Last Glacial Maximum or “LGM” occurred around 23,000 years before present, when the ice sheets were at their greatest extent. By 10,000 years ago, the ice sheets were mostly gone and the last ice age was over. Let’s plot the changes in the seasonal distribution of insolation from 23 kyrs to 10 kyrs.

[11]:
orb_0 = OrbitalTable.interp(kyear=0)  # present-day orbital parameters
orb_10 = OrbitalTable.interp(kyear=-10)  # orbital parameters for 10 kyrs before present
orb_23 = OrbitalTable.interp(kyear=-23)   # 23 kyrs before present
Q_0 = daily_insolation( lat, days, orb_0 )
Q_10 = daily_insolation( lat, days, orb_10 )   # insolation arrays for each of the three sets of orbital parameters
Q_23 = daily_insolation( lat, days, orb_23 )
[12]:
fig = plt.figure( figsize=(20,8) )

ax1 = fig.add_subplot(1,2,1)
Qdiff = Q_10 - Q_23
CS1 = ax1.contour( days, lat, Qdiff, levels = np.arange(-100., 100., 10.) )
ax1.clabel(CS1, CS1.levels, inline=True, fmt='%r', fontsize=10)
ax1.contour( days, lat, Qdiff, levels = [0.], colors = 'k' )
ax1.set_xlabel('Days since January 1', fontsize=16 )
ax1.set_ylabel('Latitude', fontsize=16 )
ax1.set_title('Insolation differences: 10 kyrs - 23 kyrs', fontsize=24 )
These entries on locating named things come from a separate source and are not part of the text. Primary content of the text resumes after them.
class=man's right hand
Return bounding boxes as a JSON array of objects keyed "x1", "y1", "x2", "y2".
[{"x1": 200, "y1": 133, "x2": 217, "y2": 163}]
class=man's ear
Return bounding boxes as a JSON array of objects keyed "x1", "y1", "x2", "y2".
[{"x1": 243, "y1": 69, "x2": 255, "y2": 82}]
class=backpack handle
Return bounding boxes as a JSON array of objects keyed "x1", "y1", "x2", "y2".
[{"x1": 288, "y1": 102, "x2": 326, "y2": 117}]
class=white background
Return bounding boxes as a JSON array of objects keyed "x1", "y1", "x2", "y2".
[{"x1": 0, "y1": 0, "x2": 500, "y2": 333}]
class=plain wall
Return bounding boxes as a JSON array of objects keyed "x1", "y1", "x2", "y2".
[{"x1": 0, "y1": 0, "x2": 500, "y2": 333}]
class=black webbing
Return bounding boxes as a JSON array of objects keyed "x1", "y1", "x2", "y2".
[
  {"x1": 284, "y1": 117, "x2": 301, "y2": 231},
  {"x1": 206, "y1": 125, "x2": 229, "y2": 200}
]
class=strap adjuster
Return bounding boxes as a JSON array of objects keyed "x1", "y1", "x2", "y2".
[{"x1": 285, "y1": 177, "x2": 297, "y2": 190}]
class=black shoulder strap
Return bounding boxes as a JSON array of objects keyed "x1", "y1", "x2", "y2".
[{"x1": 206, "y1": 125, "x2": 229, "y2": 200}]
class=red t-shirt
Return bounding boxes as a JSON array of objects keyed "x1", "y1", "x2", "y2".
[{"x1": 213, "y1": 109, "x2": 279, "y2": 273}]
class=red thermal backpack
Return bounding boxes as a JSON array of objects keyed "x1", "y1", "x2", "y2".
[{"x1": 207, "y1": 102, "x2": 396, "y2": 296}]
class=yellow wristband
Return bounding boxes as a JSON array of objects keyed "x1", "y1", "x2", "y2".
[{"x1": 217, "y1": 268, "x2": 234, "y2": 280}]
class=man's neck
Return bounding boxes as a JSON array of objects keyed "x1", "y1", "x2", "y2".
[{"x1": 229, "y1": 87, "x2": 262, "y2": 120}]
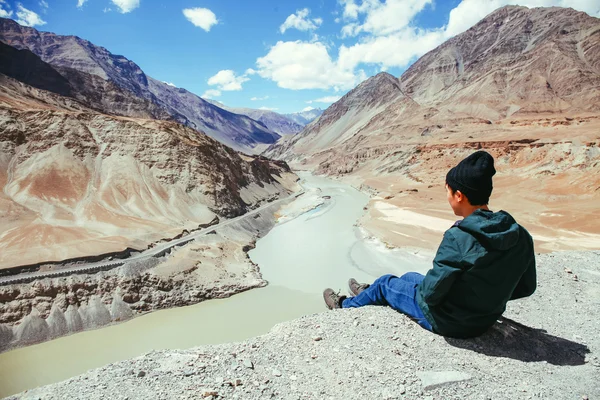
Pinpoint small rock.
[417,371,472,390]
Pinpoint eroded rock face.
[15,308,51,344]
[110,295,133,321]
[0,74,290,268]
[0,324,14,351]
[264,6,600,167]
[65,304,83,332]
[0,18,279,152]
[79,296,112,329]
[46,305,70,338]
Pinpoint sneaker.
[348,278,371,296]
[323,289,346,310]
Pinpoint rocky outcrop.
[110,294,133,321]
[15,307,51,345]
[264,6,600,167]
[10,252,600,400]
[0,18,279,153]
[283,108,323,126]
[65,304,83,333]
[0,70,291,268]
[0,198,286,351]
[400,6,600,116]
[46,304,70,338]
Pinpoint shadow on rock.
[445,318,590,365]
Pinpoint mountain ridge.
[0,18,279,153]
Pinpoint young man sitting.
[323,151,536,338]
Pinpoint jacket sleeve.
[419,230,463,306]
[510,237,537,300]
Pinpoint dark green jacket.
[417,210,536,337]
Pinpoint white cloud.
[342,0,433,37]
[0,0,13,18]
[183,7,219,32]
[16,3,46,26]
[109,0,140,14]
[256,41,363,90]
[279,8,323,33]
[200,89,221,99]
[330,0,600,71]
[445,0,600,37]
[306,96,342,104]
[208,69,250,91]
[256,0,600,90]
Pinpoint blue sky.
[0,0,600,113]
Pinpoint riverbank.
[11,252,600,400]
[0,200,291,352]
[0,173,440,396]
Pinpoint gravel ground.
[13,252,600,400]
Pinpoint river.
[0,173,430,397]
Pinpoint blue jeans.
[342,272,432,331]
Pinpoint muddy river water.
[0,174,430,398]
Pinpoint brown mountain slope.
[0,18,280,153]
[0,76,293,268]
[401,7,600,120]
[265,7,600,250]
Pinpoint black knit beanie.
[446,150,496,206]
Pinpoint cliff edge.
[11,251,600,399]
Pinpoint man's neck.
[462,204,490,218]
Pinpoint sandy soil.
[10,252,600,400]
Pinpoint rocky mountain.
[0,65,293,268]
[264,6,600,251]
[265,6,600,173]
[401,6,600,121]
[0,18,279,153]
[284,108,323,126]
[265,72,414,160]
[206,100,304,136]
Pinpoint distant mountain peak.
[0,18,280,153]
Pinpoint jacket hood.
[458,210,520,250]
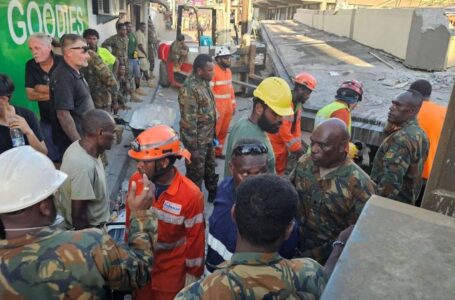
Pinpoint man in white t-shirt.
[60,109,115,230]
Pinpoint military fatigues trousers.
[186,143,218,192]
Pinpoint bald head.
[310,118,349,168]
[313,118,349,141]
[397,90,423,109]
[387,90,423,125]
[82,109,115,136]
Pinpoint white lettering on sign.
[7,0,84,45]
[43,3,56,36]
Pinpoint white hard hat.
[215,46,232,57]
[0,146,67,214]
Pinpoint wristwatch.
[332,240,345,248]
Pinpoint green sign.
[0,0,88,112]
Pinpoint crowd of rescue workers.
[0,17,446,299]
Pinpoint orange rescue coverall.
[210,64,236,156]
[417,101,447,179]
[126,168,205,300]
[268,103,302,175]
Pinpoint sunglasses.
[232,144,269,156]
[70,46,90,53]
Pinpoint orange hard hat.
[293,72,318,91]
[128,125,191,160]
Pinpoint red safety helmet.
[337,79,363,101]
[293,72,318,91]
[128,125,191,160]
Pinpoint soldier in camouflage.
[176,175,328,299]
[371,90,429,205]
[0,146,157,299]
[102,23,129,69]
[147,18,159,75]
[81,50,119,112]
[102,23,132,103]
[290,118,375,263]
[178,54,218,202]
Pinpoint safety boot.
[131,93,142,103]
[134,88,147,96]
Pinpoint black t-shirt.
[50,60,95,150]
[25,53,63,123]
[0,105,43,153]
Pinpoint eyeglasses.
[130,140,141,152]
[232,144,269,156]
[70,46,90,53]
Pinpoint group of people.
[7,20,157,164]
[0,17,445,299]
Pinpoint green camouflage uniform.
[178,73,218,191]
[290,154,376,263]
[175,252,327,300]
[147,19,158,74]
[371,119,429,204]
[81,50,119,112]
[102,34,133,103]
[0,211,157,299]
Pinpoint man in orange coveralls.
[269,72,317,175]
[210,46,236,158]
[127,125,205,300]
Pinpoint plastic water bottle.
[9,128,25,147]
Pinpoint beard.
[258,113,281,133]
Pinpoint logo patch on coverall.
[163,200,182,215]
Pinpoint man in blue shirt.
[205,138,298,273]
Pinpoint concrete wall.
[404,8,455,70]
[324,9,355,38]
[294,8,455,71]
[294,8,318,27]
[352,8,414,59]
[446,34,455,68]
[87,0,117,45]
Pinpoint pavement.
[262,21,455,124]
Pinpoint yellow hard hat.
[253,77,294,116]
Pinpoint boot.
[147,79,156,88]
[207,190,216,203]
[134,88,147,96]
[131,93,142,103]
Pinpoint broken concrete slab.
[321,196,455,300]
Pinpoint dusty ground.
[264,21,455,122]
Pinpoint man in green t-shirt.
[224,77,294,176]
[125,22,147,96]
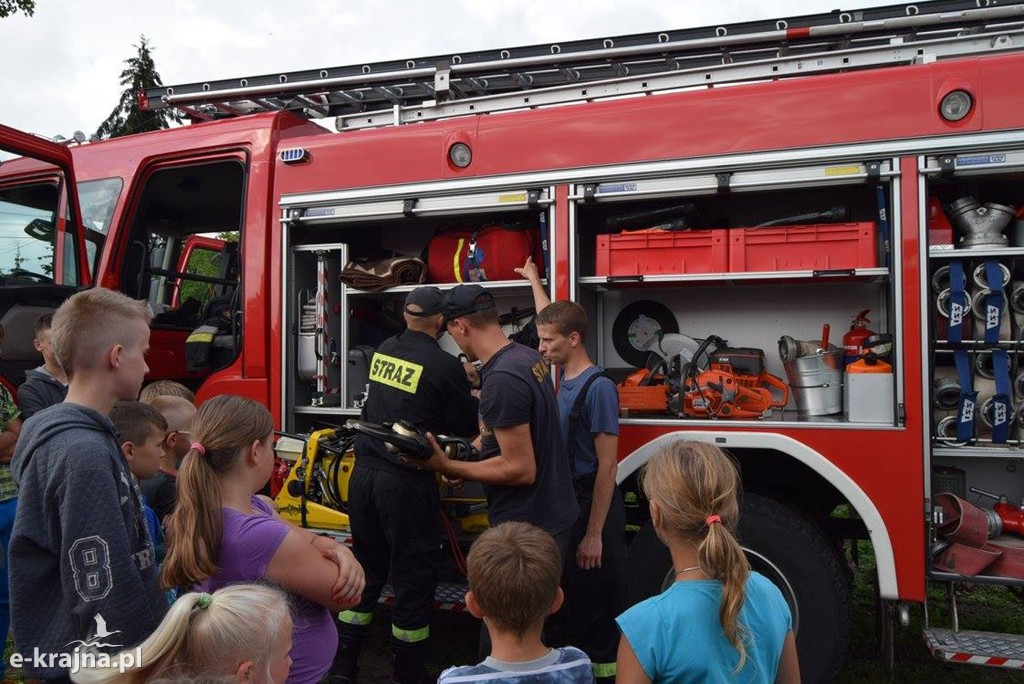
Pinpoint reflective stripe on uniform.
[338,610,374,625]
[370,351,423,394]
[391,625,430,644]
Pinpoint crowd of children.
[0,289,800,684]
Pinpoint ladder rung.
[925,628,1024,670]
[146,0,1024,121]
[336,30,1024,130]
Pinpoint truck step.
[380,582,468,612]
[925,628,1024,671]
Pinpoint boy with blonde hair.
[17,313,68,420]
[9,288,167,682]
[437,522,594,684]
[110,401,167,560]
[142,390,196,525]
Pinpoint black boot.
[327,630,362,684]
[391,638,430,684]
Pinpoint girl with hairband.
[71,585,292,684]
[161,395,365,684]
[615,441,800,684]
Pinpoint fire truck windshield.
[0,182,60,283]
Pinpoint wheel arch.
[617,430,899,599]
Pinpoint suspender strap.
[565,371,611,477]
[992,349,1013,444]
[953,348,978,442]
[985,259,1007,344]
[949,259,970,344]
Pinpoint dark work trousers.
[479,520,572,660]
[562,475,626,681]
[340,463,441,643]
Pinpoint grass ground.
[836,542,1024,684]
[7,542,1024,684]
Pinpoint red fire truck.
[0,0,1024,681]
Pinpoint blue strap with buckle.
[953,349,978,442]
[949,259,970,348]
[985,259,1007,344]
[992,349,1014,444]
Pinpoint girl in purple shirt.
[162,395,365,684]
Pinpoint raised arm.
[513,257,551,313]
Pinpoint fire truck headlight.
[449,142,473,169]
[939,90,974,121]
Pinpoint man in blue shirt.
[518,259,626,682]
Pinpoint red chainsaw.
[683,335,790,419]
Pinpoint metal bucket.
[782,350,843,416]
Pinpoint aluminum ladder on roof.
[142,0,1024,130]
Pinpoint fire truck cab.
[6,0,1024,681]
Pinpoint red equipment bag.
[427,225,544,283]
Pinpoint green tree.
[96,36,181,138]
[0,0,36,19]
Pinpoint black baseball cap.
[406,285,444,317]
[443,285,495,320]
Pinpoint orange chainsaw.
[682,336,790,419]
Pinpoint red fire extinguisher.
[843,309,874,368]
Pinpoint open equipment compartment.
[570,160,901,427]
[920,148,1024,540]
[282,186,554,430]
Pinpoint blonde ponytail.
[161,394,273,590]
[71,584,292,684]
[640,441,751,674]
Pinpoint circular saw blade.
[611,299,679,368]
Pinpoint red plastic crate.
[729,221,879,272]
[596,229,729,275]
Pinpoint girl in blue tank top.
[615,441,800,684]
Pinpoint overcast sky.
[0,0,891,137]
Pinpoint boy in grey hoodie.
[8,288,167,682]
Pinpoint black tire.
[629,494,850,684]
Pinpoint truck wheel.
[628,494,850,682]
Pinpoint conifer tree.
[0,0,36,19]
[96,36,181,138]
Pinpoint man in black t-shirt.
[331,287,477,684]
[418,285,579,557]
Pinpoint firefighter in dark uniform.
[331,287,478,684]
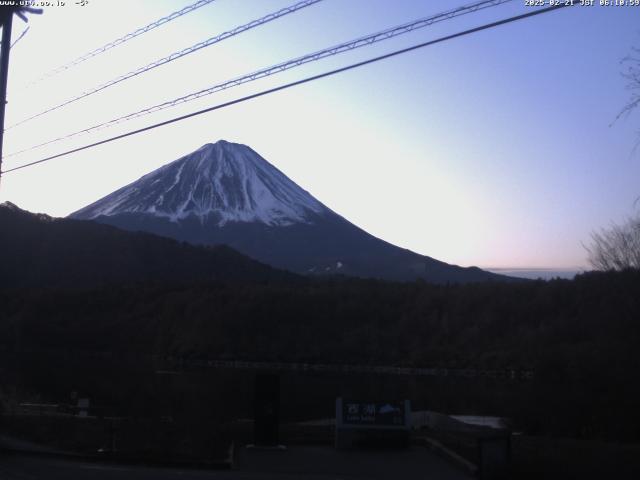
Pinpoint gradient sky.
[0,0,640,269]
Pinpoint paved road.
[0,447,470,480]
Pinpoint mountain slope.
[0,202,297,288]
[71,140,507,282]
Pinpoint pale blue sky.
[0,0,640,268]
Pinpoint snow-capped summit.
[73,140,328,226]
[71,140,505,282]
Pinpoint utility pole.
[0,7,14,187]
[0,5,42,189]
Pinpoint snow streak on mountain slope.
[73,140,329,226]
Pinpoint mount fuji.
[70,140,508,283]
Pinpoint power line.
[7,0,513,157]
[27,0,215,86]
[6,0,322,130]
[1,3,577,174]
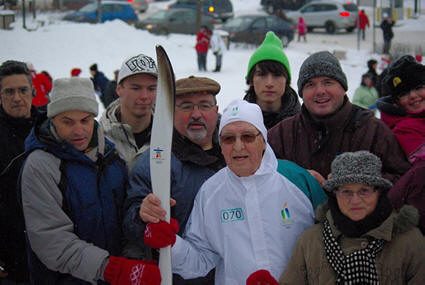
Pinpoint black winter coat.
[0,106,38,282]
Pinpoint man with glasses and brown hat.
[124,76,225,285]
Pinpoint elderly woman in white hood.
[145,100,314,285]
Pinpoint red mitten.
[103,256,161,285]
[246,269,279,285]
[144,218,179,248]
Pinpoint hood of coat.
[316,203,419,236]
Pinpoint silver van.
[286,1,358,34]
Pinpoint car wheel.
[280,35,289,47]
[325,22,336,34]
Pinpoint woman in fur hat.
[280,151,425,284]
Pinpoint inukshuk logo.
[130,264,145,285]
[125,55,156,72]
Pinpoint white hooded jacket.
[172,144,314,285]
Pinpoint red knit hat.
[71,67,81,77]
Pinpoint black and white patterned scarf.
[323,219,385,285]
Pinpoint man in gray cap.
[268,51,410,183]
[124,76,225,285]
[21,77,161,285]
[100,54,158,169]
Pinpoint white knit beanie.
[218,99,267,142]
[47,77,98,118]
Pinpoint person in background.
[210,31,226,72]
[352,73,378,110]
[20,77,161,285]
[377,55,425,233]
[100,54,158,166]
[297,17,307,42]
[90,63,109,103]
[244,32,301,129]
[0,60,39,285]
[144,100,314,285]
[103,70,120,109]
[124,76,225,285]
[280,151,425,285]
[357,9,370,40]
[27,62,52,108]
[195,26,211,71]
[71,67,81,77]
[380,13,395,54]
[268,51,410,183]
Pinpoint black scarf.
[323,216,385,285]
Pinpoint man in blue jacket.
[21,77,161,285]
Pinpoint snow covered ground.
[0,0,425,112]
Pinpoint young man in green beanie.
[244,32,300,129]
[268,51,410,185]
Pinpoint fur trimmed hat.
[245,32,291,82]
[384,55,425,98]
[117,54,158,84]
[298,51,348,98]
[176,75,221,96]
[218,99,267,142]
[47,77,98,118]
[323,150,392,192]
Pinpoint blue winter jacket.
[25,120,128,284]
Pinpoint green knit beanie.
[245,31,291,83]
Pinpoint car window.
[80,3,97,12]
[320,4,338,12]
[342,3,358,12]
[251,18,266,30]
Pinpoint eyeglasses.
[176,102,215,112]
[1,87,31,98]
[398,85,425,99]
[220,132,261,144]
[336,188,376,200]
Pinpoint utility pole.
[196,0,204,31]
[97,0,102,23]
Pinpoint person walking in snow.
[195,26,211,71]
[377,55,425,233]
[210,31,226,72]
[21,77,161,285]
[297,17,307,42]
[357,9,370,40]
[380,13,395,54]
[244,32,301,129]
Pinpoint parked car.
[260,0,309,14]
[135,8,216,34]
[63,1,138,24]
[168,0,234,22]
[286,1,358,34]
[220,15,294,46]
[127,0,149,13]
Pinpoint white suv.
[286,1,358,34]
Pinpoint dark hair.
[360,72,373,86]
[0,60,32,88]
[245,60,289,96]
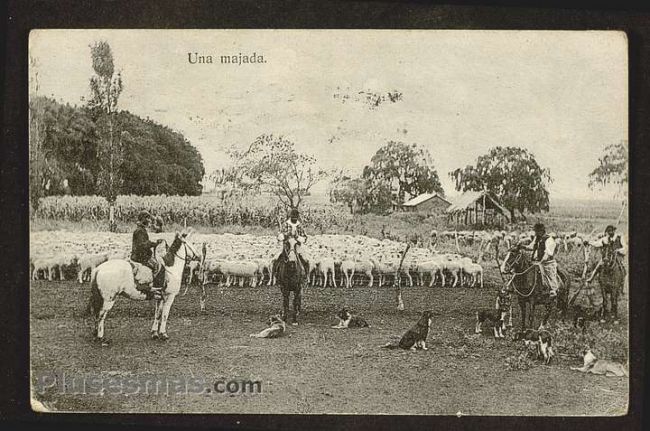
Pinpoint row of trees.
[205,135,627,224]
[29,42,204,219]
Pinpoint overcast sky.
[30,30,628,198]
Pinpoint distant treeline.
[30,96,205,195]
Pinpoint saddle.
[128,257,167,289]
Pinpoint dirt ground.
[31,282,628,416]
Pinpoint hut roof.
[402,193,451,207]
[447,191,508,221]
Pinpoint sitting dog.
[250,314,287,338]
[382,311,433,350]
[569,349,628,377]
[332,308,370,329]
[513,329,555,364]
[474,310,508,338]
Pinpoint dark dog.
[332,308,370,329]
[513,329,555,364]
[382,311,433,350]
[474,310,508,338]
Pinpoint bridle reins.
[504,250,537,298]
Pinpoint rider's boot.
[135,283,162,301]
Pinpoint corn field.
[36,195,352,230]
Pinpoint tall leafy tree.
[450,147,552,221]
[88,41,124,228]
[363,141,444,201]
[588,140,629,224]
[29,57,46,218]
[589,141,629,193]
[230,135,326,208]
[329,173,392,214]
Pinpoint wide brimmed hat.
[138,211,151,223]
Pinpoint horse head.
[283,237,298,262]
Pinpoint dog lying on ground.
[569,349,628,377]
[250,314,287,338]
[474,310,508,338]
[382,311,433,350]
[332,308,370,329]
[513,329,555,364]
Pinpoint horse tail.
[88,268,104,318]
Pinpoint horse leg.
[611,286,619,324]
[600,282,609,323]
[199,283,207,312]
[528,299,537,329]
[97,299,115,342]
[539,302,553,329]
[291,288,302,325]
[151,299,162,340]
[159,294,176,340]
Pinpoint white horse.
[90,232,200,344]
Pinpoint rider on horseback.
[131,211,164,299]
[278,208,309,272]
[523,223,560,297]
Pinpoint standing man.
[524,223,560,298]
[589,224,626,265]
[131,211,163,299]
[278,208,309,273]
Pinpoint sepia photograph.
[28,29,630,417]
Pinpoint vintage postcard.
[29,29,630,416]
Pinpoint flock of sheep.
[30,231,592,288]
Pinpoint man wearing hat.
[278,208,309,271]
[589,224,626,264]
[524,223,560,297]
[131,211,163,299]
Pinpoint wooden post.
[481,193,485,225]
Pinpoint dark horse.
[501,246,571,329]
[598,249,625,323]
[276,238,308,325]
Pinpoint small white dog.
[250,314,287,338]
[570,348,628,377]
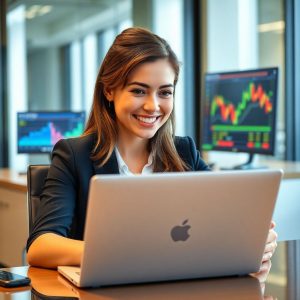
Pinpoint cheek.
[163,101,174,115]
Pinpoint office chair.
[27,165,50,235]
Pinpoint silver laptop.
[58,170,282,287]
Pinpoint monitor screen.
[202,68,278,155]
[17,111,85,153]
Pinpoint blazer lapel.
[93,150,119,174]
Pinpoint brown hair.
[83,28,188,172]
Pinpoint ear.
[104,88,115,101]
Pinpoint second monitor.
[202,68,278,169]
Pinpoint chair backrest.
[27,165,50,234]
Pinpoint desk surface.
[0,241,299,300]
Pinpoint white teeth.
[136,116,156,124]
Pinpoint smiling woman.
[27,28,276,280]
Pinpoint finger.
[250,260,272,283]
[270,220,276,229]
[264,241,277,254]
[267,229,278,243]
[261,252,273,263]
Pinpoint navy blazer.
[27,135,209,249]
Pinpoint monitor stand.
[220,153,266,170]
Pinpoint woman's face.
[107,59,175,142]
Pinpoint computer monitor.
[202,68,278,169]
[17,111,85,154]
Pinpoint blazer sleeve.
[27,140,77,250]
[175,136,211,171]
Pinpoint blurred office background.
[0,0,300,296]
[0,0,300,171]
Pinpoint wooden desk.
[0,242,299,300]
[0,160,300,266]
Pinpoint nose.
[143,94,159,112]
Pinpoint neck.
[117,139,149,173]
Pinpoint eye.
[159,90,173,98]
[130,89,146,95]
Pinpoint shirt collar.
[115,147,153,175]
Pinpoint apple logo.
[171,219,191,242]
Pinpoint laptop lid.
[62,170,282,286]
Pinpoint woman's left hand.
[250,221,277,283]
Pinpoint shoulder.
[174,136,209,171]
[51,135,95,171]
[53,134,95,156]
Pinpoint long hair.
[83,27,188,172]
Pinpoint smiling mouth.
[133,115,161,124]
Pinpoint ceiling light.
[258,21,285,32]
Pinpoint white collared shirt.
[115,147,153,176]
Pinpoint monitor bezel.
[200,67,279,156]
[17,110,86,154]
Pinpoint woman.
[27,28,276,282]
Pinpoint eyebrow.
[127,81,174,89]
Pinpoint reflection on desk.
[0,268,264,300]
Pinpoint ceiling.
[7,0,131,49]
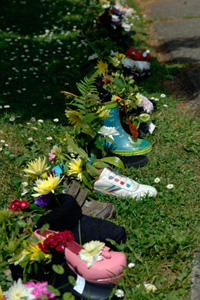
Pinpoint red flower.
[19,200,29,209]
[38,230,74,252]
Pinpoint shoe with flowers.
[124,46,151,61]
[94,168,157,200]
[34,229,127,284]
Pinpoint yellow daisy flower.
[24,241,50,263]
[65,109,82,128]
[32,175,62,197]
[68,157,83,181]
[24,157,50,179]
[95,59,108,75]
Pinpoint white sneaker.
[94,168,157,200]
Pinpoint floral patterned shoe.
[62,180,116,219]
[124,46,151,61]
[34,229,127,284]
[94,168,157,200]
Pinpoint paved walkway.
[138,0,200,300]
[138,0,200,115]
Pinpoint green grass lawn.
[0,0,200,300]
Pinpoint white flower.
[9,117,15,122]
[136,93,154,114]
[115,289,124,298]
[88,53,98,60]
[98,126,119,140]
[154,177,160,183]
[128,263,135,269]
[3,278,35,300]
[160,94,166,98]
[144,283,157,293]
[79,241,105,269]
[167,183,174,190]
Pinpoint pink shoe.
[34,229,127,284]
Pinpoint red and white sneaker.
[94,168,157,200]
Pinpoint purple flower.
[25,281,56,300]
[34,193,52,208]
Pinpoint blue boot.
[103,101,151,156]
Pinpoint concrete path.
[138,0,200,300]
[139,0,200,111]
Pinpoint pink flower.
[25,281,56,300]
[49,149,56,163]
[19,200,29,209]
[139,96,153,114]
[8,199,19,212]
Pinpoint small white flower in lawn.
[128,263,135,269]
[9,117,15,122]
[144,282,157,293]
[53,118,59,123]
[115,289,124,298]
[154,177,160,183]
[167,183,174,190]
[160,94,166,98]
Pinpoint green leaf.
[100,156,124,169]
[52,265,65,275]
[65,132,89,160]
[114,77,126,88]
[82,172,92,189]
[86,163,101,179]
[63,292,75,300]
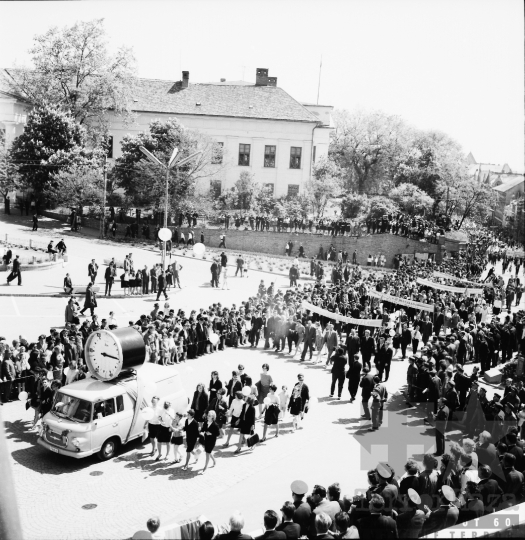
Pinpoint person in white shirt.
[108,311,118,330]
[223,392,244,448]
[155,401,175,461]
[144,396,161,456]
ax2 = fig.add_subplot(1,2,2)
ax2.plot( np.mean( Qdiff, axis=1 ), lat )
ax2.set_xlabel('W m$^{-2}$', fontsize=16 )
ax2.set_ylabel( 'Latitude', fontsize=16 )
ax2.set_title(' Annual mean differences', fontsize=24 )
ax2.set_ylim((-90,90))
ax2.grid()

plt.show()
../_images/courseware_Insolation_29_0.png

The annual mean plot shows a classic obliquity signal: at 10 kyrs, the axis close to its maximum tilt, around 24.2º. At 23 kyrs, the tilt was much weaker, only about 22.7º. In the annual mean, a stronger tilt means more sunlight to the poles and less to the equator. This is very helpful if you are trying to melt an ice sheet.

Finally, take the area-weighted global average of the difference:

[13]:
print(np.average(np.mean(Qdiff,axis=1), weights=np.cos(np.deg2rad(lat))))
0.0065104307832676315

This confirms that the difference is tiny (and due to very small changes in the eccentricity). Ice ages are driven by seasonal and latitudinal redistributions of solar energy, NOT by changes in the total global amount of solar energy!